More than 37 million Americans have type 2 diabetes, a chronic disorder affecting the body's ability to regulate and use sugar. According to the CDC, it's the country's seventh leading cause of death. Type 2 diabetes can be treated with lifestyle changes and medications, including insulin, a sugar-regulating hormone. Bariatric surgery, involving physical and irreversible changes to the digestive track, can be a highly effective intervention, particularly in obese patients—some 80% of diabetes patients are overweight—but the costs and risks of the surgery can be prohibitive. A Hopkins gastroenterologist leads a startup developing a noninvasive way to simulate the outcome of bariatric surgery—with just a pill.
Gut reaction
"My fascination with this topic started when I was taking care of a patient who had undergone bariatric surgery with type 2 diabetes," says Ashish Nimgaonkar, a gastroenterologist at Johns Hopkins Hospital and an assistant professor in the School of Medicine. "Within 24 hours, their blood sugar issues resolved." Indeed, he says most diabetic patients who undergo the surgery see the disease go into longterm remission. But like any surgery, the procedure comes with risks, ranging from minor to severe complications, including infection, bleeding, and intestinal obstructions. "Plus, it's a very expensive procedure," Nimgaonkar adds. Annually, less than 1% of patients who could benefit from bariatric surgery undergo the procedure.

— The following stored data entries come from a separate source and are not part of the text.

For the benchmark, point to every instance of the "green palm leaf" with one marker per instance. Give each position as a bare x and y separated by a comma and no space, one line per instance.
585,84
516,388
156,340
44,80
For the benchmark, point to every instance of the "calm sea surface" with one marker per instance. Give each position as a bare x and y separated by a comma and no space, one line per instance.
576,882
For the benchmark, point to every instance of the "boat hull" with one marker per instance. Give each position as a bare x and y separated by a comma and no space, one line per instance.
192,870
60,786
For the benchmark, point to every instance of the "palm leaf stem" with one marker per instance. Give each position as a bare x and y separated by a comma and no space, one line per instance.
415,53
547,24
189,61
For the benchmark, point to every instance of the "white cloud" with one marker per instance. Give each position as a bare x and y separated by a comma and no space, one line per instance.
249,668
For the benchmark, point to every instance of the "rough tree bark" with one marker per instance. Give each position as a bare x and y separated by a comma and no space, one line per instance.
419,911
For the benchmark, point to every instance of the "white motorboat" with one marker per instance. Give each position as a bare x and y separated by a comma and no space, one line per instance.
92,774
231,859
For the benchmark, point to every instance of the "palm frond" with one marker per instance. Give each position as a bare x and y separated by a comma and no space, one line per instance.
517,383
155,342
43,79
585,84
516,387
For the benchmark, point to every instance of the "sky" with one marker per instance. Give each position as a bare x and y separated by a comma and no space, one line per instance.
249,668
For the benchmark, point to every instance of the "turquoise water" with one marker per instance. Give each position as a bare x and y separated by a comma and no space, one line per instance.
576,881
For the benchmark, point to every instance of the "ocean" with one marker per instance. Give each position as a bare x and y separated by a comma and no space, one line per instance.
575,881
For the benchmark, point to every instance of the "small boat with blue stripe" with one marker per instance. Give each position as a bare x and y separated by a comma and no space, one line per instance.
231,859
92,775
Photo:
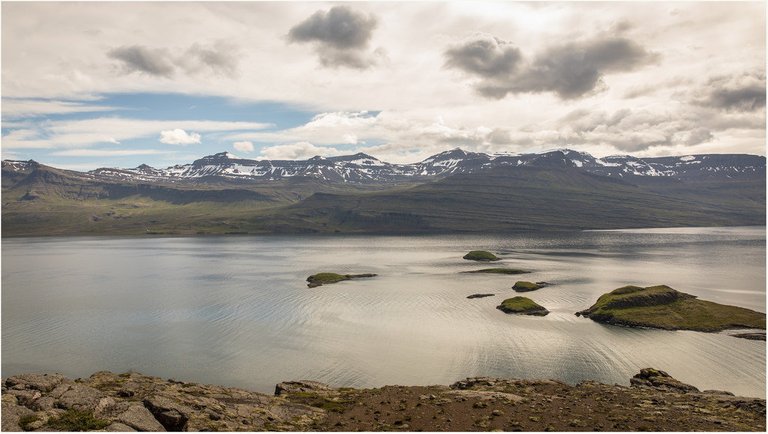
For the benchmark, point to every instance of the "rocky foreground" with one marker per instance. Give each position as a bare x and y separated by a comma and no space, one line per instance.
134,402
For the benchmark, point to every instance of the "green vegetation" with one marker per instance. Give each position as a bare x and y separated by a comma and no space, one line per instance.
498,271
523,286
50,201
327,278
665,308
26,421
522,305
480,255
77,420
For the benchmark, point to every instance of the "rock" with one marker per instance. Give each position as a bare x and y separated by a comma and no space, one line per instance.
663,307
522,306
320,279
104,406
80,397
649,377
119,427
498,271
40,382
11,415
140,419
480,255
44,403
25,397
523,286
170,414
751,336
717,392
287,387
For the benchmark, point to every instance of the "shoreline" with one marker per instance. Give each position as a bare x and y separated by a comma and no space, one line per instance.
132,401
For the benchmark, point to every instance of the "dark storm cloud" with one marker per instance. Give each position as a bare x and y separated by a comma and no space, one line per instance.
741,93
137,58
635,130
571,71
220,59
485,56
340,36
340,27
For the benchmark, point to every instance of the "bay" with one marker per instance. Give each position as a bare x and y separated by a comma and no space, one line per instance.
236,310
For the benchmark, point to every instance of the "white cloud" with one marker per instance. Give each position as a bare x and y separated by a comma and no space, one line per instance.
17,108
244,146
179,137
297,151
89,132
410,92
108,152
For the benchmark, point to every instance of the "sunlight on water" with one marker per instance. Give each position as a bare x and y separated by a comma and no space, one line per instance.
236,310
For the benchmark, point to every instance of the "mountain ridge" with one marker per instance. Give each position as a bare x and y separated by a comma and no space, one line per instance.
450,192
361,168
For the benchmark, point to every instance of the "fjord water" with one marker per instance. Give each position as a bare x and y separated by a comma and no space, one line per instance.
236,310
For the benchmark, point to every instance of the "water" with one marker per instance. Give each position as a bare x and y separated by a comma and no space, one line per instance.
236,310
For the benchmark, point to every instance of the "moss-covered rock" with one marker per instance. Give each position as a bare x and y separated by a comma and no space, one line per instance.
523,286
665,308
498,271
523,306
328,278
480,255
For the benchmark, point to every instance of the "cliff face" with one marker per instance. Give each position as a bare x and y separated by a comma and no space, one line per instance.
127,402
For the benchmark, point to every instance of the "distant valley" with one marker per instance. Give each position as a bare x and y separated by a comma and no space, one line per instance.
454,191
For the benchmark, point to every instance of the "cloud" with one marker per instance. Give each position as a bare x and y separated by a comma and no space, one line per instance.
137,58
219,59
19,107
741,93
297,151
340,36
485,56
571,70
635,130
244,146
107,152
88,132
179,137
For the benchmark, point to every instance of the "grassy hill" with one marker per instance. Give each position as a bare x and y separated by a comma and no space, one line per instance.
49,201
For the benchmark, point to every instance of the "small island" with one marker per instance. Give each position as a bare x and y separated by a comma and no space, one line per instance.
522,306
320,279
480,255
665,308
523,286
498,271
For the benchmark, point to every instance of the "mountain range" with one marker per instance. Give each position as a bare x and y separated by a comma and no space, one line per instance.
453,191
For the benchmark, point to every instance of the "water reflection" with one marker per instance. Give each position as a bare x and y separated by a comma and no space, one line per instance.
236,310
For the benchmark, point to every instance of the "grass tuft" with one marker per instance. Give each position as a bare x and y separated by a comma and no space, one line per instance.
77,420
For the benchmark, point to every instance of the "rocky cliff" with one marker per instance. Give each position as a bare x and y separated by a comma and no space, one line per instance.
133,402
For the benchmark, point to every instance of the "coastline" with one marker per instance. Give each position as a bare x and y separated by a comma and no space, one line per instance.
131,401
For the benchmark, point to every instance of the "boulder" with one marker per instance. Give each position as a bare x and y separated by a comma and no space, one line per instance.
80,397
140,419
654,378
287,387
172,415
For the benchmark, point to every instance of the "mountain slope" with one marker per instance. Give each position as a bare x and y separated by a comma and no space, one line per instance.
523,198
455,191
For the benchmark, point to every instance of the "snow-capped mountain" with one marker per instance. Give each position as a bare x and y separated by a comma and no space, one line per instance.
362,168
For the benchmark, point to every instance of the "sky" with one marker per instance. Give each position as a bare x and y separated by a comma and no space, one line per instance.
108,84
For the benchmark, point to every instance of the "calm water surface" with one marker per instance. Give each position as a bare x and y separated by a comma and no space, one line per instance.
236,310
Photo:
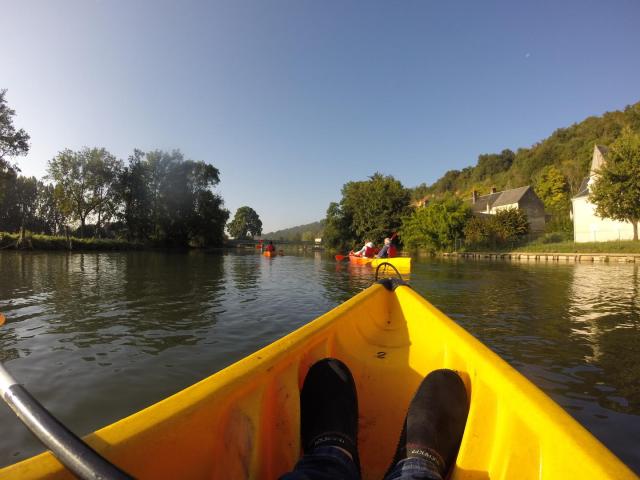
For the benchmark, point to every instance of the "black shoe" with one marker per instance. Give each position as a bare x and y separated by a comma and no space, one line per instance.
435,422
329,408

The "gold standard" form of bariatric surgery for diabetes treatment is a gastric bypass, wherein the stomach is reduced in size and rerouted so that it empties further along the small intestine, bypassing the initial, roughly foot-long section of intestine known as the duodenum. "The duodenum is turning out to be one of the most important organs in metabolic regulation," Nimgaonkar says. Food passing through it can trigger neural and metabolic signaling affecting blood sugar and, ultimately, body weight. "We've come to call it the master regulator," he says. In type 2 diabetes patients, this duodenal signaling is abnormal. To stop the signaling, one emerging alternative to traditional bariatric surgery involves endoscopically implanting a physical barrier over the duodenum, a sort of plastic sleeve. But this approach is also subject to surgical complications, and the barriers are not permanent. How might you conveniently and noninvasively block duodenum signaling?
Surgery in a pill?
Nimgaonkar began working on this problem in 2013 in collaboration with the Center for Bioengineering Innovation & Design at Johns Hopkins. He co-founded the biotech startup Glyscend Therapeutics a few years later to move forward with a novel solution: a daily pill that creates a temporary signal-blocking polymeric drug coating along the duodenum, simulating the effects of bariatric surgery and intestinal barriers. A major challenge was to make the polymer survive the stomach's highly acidic environment while retaining its drug properties. "We designed the drug so that when it goes into the stomach, it's completely soluble and the same viscosity as water," Nimgaonkar says. "But then as soon as it moves into the duodenum, the higher pH there activates the drug."
Known as GL200, the polymer-releasing pill has undergone three human trials and was found to be well tolerated in patients, passing through their GI tract without being absorbed into the bloodstream. What's more, early trials in patients with diabetes showed positive impact on blood sugar levels, on par with surgical interventions. "There was a significant improvement in blood glucose, both during fasting and postprandial, or after you eat food," Nimgaonkar says.
Passing the baton
Next up for the promising pill is demonstrating efficacy and safety in substantially larger and longer human trials—as many as 6,000 diabetic patients taking it for a year or more. This is beyond the means of Nimgaonkar's startup, so they are in active discussions with pharmaceutical companies to acquire or license the drug. "A big pharma company is well positioned to do this given the capital and operational resources they bring to bear," Nimgaonkar says.